- Episode no.: Season 12 Episode 7
- Directed by: Eduardo Sanchez
- Written by: Robert Berens
- Cinematography by: Serge Ladouceur
- Editing by: Donald L. Koch
- Production code: T13.19957
- Original air date: December 1, 2016
- Running time: 42 minutes

Guest appearances
- Rick Springfield as Lucifer / Vince Vincente; Woody Jeffreys as Tommy; Kadeem Hardison as Russel Lemmons;

Episode chronology
| ← Previous "Celebrating the Life of Asa Fox" | Next → "LOTUS" |
- Supernatural season 12

= Rock Never Dies =

"Rock Never Dies" is the seventh episode of the paranormal drama television series Supernaturals season 12, and the 248th overall. The episode was written by Robert Berens and directed by Eduardo Sanchez. It was first broadcast on December 1, 2016, on The CW. In the episode, Sam and Dean find that Lucifer is using Vince Vincente as a way to start his new career with worshipers. They along with Castiel and Crowley seek to stop him from killing the audience at one of his concerts.

The episode received mixed reviews with critics criticizing Lucifer's motives and actions in the episode.

==Plot==
Temporarily fixing his vessel with one of his fossilized angel feathers, Lucifer (Rick Springfield) revives Vince Vincente's rock career in Los Angeles for fresh worshipers. Dean (Jensen Ackles), Sam (Jared Padalecki), Castiel (Misha Collins), and Crowley (Mark A. Sheppard) try intimidating those in Vince's circle to find out where his concert will be held, without success until Lucifer's forcing Vince's manager to kill himself gets bandmate Tommy (Woody Jeffreys) to text Castiel the location. Lucifer kills the rest of the band and beats Castiel and Crowley, though the Winchesters scare the rest of the humans away to safety. Lucifer reveals he has no plan and is upset that God apologized to him only to leave again to be with Amara. Now Lucifer believes everything is pointless and he just wants to have fun by making people suffer. The effort of the battle burns through Vince's body and Lucifer escapes with a promise to go on to bigger things.

==Reception==
===Viewers===
The episode was watched by 1.80 million viewers with a 0.6/2 share among adults aged 18 to 49. This was the same viewership from the previous episode, which was watched by 1.80 million viewers with a 0.7/3 in the 18-49 demographics. This means that 0.6 percent of all households with televisions watched the episode, while 2 percent of all households watching television at that time watched it. Supernatural ranked as the second most watched program on The CW in the day, behind Legends of Tomorrow.

===Critical reviews===
"Rock Never Dies" received mixed reviews.
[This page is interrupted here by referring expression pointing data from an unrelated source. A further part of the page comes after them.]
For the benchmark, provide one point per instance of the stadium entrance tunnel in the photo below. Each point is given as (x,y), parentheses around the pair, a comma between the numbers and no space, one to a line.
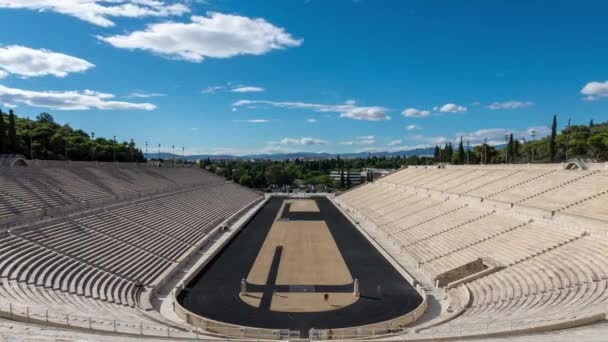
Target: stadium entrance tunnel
(298,266)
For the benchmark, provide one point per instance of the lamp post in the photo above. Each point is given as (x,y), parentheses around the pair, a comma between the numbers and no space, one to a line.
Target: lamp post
(485,150)
(507,149)
(567,139)
(92,146)
(533,134)
(29,123)
(65,143)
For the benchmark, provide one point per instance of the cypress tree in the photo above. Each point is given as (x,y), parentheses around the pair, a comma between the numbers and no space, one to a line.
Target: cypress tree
(437,154)
(348,181)
(460,152)
(2,134)
(511,149)
(552,141)
(12,133)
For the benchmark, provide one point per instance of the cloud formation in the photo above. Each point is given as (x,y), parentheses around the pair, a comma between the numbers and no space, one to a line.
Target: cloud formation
(360,140)
(253,121)
(452,108)
(415,113)
(305,141)
(595,90)
(67,100)
(137,95)
(510,105)
(247,89)
(98,11)
(27,62)
(348,110)
(216,35)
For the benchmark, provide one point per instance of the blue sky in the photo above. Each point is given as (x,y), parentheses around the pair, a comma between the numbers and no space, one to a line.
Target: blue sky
(259,76)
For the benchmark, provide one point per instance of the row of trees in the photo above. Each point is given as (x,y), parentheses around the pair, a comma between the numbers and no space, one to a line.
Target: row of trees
(586,141)
(43,138)
(262,174)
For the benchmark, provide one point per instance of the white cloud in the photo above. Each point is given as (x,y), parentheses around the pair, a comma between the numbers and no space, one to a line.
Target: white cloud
(253,121)
(212,89)
(497,136)
(348,110)
(67,100)
(216,36)
(144,95)
(230,87)
(510,105)
(452,108)
(360,140)
(302,141)
(428,140)
(415,113)
(247,89)
(595,90)
(98,11)
(27,62)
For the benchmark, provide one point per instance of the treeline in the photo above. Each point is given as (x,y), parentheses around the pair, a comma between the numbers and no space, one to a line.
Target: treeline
(43,138)
(261,174)
(580,141)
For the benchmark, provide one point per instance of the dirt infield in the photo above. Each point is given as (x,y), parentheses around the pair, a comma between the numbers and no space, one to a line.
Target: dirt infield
(310,256)
(297,206)
(214,292)
(302,302)
(310,302)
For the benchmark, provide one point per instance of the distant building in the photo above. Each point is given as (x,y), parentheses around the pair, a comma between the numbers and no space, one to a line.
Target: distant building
(354,175)
(371,173)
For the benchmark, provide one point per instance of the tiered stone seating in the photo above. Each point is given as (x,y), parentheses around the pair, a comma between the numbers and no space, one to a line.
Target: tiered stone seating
(548,274)
(540,186)
(571,276)
(514,180)
(96,263)
(594,206)
(506,247)
(590,184)
(36,189)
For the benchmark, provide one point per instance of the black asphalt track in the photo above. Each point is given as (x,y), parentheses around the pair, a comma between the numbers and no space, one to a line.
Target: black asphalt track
(214,292)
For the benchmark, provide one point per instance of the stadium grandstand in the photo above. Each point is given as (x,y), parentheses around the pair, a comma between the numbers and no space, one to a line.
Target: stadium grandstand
(494,251)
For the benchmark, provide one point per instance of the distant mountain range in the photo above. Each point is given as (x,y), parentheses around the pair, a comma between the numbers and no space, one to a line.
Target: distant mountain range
(301,155)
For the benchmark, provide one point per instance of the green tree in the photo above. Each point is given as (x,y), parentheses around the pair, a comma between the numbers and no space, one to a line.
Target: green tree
(552,147)
(461,152)
(2,134)
(13,144)
(511,149)
(598,145)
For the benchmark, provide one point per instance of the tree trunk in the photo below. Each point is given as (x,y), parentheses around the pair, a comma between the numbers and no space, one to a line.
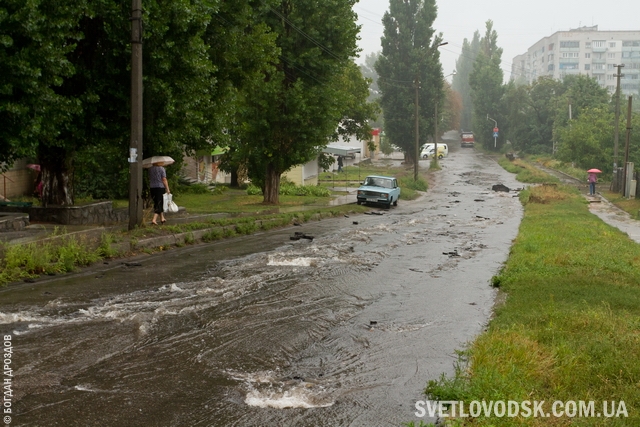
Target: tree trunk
(272,186)
(56,176)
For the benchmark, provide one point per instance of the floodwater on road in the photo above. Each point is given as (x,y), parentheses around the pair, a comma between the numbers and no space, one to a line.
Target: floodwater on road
(342,330)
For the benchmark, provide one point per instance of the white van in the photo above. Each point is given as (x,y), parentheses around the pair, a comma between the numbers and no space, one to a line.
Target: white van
(427,151)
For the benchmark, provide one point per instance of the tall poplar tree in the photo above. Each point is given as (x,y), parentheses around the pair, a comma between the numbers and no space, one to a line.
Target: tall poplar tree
(409,59)
(460,82)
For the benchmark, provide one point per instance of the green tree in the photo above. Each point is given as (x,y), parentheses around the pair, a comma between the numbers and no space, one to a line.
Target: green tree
(68,102)
(309,95)
(486,81)
(460,82)
(587,141)
(35,39)
(409,57)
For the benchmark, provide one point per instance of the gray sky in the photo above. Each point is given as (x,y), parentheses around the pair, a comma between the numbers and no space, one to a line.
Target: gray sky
(518,24)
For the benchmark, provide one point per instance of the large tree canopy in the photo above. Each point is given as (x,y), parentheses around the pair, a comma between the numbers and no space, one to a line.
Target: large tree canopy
(309,94)
(66,96)
(409,58)
(486,81)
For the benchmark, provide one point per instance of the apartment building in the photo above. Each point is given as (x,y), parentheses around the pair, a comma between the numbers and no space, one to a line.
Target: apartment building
(584,50)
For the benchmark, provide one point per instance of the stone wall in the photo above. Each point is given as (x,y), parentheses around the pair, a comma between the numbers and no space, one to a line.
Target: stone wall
(13,221)
(99,213)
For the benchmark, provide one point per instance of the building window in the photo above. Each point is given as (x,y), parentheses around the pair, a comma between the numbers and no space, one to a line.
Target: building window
(569,44)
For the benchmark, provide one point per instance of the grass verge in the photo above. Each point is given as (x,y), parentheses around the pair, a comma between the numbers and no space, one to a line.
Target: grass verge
(569,329)
(525,172)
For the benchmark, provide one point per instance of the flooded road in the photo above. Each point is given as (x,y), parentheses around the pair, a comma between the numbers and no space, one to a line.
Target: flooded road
(342,330)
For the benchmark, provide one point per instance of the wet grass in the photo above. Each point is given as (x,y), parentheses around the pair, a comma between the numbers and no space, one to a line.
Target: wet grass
(569,329)
(62,255)
(631,206)
(525,172)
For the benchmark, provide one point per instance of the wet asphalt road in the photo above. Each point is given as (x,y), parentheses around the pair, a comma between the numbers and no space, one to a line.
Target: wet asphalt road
(343,330)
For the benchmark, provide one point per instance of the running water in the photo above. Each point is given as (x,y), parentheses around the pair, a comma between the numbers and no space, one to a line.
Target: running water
(343,330)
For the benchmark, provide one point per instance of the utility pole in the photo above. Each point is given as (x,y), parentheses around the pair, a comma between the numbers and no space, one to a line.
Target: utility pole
(616,131)
(135,146)
(415,164)
(495,131)
(625,190)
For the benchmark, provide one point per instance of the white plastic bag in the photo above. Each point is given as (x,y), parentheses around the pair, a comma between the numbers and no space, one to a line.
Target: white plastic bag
(168,203)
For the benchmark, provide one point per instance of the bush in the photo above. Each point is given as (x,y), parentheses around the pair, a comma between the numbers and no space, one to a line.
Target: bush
(197,188)
(290,189)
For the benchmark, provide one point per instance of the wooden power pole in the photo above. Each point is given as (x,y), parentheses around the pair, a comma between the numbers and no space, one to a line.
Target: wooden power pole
(135,147)
(616,129)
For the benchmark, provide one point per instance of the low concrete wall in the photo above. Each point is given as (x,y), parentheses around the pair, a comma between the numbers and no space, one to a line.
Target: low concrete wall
(100,213)
(13,222)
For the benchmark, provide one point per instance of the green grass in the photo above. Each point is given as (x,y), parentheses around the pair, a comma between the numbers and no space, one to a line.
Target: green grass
(569,329)
(525,172)
(20,262)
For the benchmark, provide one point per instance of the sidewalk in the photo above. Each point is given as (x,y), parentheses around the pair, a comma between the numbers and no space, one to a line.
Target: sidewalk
(42,231)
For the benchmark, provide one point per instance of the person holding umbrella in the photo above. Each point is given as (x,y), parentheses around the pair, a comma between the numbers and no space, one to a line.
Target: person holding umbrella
(158,185)
(592,179)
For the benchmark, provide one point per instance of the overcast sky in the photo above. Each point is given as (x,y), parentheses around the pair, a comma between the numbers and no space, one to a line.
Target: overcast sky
(518,24)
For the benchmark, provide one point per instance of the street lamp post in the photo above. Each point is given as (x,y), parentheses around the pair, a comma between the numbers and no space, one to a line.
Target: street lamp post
(135,147)
(417,153)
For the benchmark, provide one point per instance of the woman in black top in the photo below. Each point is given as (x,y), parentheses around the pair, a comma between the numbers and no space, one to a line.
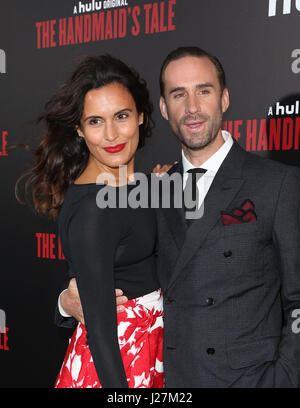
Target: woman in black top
(95,122)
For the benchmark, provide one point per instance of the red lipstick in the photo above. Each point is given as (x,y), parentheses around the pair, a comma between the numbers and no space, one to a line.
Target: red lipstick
(115,149)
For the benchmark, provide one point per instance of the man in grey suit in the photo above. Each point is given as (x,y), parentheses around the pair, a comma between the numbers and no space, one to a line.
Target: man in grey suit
(231,278)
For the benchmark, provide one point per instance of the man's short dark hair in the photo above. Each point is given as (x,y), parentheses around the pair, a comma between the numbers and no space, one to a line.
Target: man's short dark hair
(182,52)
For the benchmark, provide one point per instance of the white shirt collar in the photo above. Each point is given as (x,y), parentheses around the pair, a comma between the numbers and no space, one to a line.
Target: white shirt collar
(214,162)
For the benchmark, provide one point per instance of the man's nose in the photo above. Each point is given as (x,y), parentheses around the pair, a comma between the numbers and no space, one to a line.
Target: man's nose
(192,104)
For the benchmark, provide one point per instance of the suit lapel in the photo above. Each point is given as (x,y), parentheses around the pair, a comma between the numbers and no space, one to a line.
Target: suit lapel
(175,216)
(224,188)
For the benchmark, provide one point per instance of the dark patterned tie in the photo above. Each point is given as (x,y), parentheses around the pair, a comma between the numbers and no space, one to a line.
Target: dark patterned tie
(190,193)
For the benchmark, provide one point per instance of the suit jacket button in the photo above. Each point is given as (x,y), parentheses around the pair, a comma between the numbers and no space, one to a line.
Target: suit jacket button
(210,301)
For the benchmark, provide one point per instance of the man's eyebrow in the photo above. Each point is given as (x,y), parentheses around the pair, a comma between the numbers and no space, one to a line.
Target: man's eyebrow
(199,86)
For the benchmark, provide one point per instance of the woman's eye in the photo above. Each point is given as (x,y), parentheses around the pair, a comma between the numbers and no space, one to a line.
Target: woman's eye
(122,116)
(94,122)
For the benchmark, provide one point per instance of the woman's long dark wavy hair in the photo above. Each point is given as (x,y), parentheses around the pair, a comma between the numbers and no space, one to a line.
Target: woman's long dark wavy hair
(62,155)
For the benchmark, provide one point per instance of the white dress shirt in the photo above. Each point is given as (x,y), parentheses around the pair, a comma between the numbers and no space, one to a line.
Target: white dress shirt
(212,165)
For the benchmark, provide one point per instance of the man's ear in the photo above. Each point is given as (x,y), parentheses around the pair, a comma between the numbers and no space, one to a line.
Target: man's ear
(79,131)
(163,108)
(225,100)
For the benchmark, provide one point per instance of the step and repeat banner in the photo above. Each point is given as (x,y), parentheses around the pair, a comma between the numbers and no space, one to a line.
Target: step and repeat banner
(258,43)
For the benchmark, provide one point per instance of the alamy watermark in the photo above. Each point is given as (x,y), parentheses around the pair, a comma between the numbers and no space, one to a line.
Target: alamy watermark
(296,323)
(151,192)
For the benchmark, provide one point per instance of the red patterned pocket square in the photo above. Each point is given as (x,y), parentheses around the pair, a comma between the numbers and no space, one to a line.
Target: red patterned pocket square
(240,215)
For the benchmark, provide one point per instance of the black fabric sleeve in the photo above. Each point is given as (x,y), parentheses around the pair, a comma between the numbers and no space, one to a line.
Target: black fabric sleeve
(93,235)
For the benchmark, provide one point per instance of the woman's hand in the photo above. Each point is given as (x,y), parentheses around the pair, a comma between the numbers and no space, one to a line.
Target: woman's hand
(70,301)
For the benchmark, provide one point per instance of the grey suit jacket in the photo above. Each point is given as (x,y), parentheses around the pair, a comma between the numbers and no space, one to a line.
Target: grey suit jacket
(229,291)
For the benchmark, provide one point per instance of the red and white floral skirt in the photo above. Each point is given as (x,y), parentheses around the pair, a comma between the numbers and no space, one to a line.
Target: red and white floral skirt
(140,335)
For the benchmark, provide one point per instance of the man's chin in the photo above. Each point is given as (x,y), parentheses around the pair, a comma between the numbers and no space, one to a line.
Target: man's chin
(195,146)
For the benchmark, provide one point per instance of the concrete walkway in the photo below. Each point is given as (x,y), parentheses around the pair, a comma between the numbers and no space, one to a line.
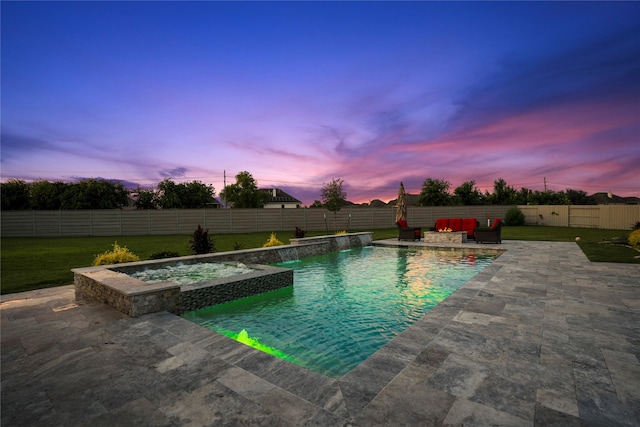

Sean McKenna from TV Fanatic, gave a 2 star rating out of 5, stating: "This was an episode that left me bored through most of it and more disappointed by the end. And that's frustrating, especially because Sam and Dean were dealing with Lucifer, a character that has been mostly so memorable and fantastic, and not just some throwaway monster of the week. I really hope Supernatural Season 12 can kick it into gear for the midseason finale because it would be nice to get an exciting and investing episode before the show goes on hiatus for a while. Fingers crossed!"

Bridget LaMonica from Den of Geek wrote: "So why didn't I think this episode was awesome? I didn't like the lack of direction with Lucifer's motives. Maybe that's supposed to make him feel more dangerous, but to me it feels like a lack of story arc for our main villain of the season. I hope that changes soon, perhaps revealed during the mid-season finale. This episode also felt cheap – I don't know how to explain it, but I really noticed how empty it was by mid-episode. Maybe that's just the soulless design of LA. Thanks a lot, Crowley. Well, the story arc could use some bolstering, but other than that we had a fun little ride here in Rock Never Dies."

Samantha Highfill from EW was more positive with the episode, giving it a "B+" and wrote, "With that, we've got another hour in the bank, and I really enjoyed this one. There were so many great lines that made it one of the funnier episodes this season, but I also love the way they handled Lucifer and tied in the idea of social media and celebrity in today's world. This episode was not only funny, but it was relevant and, of course, very creative."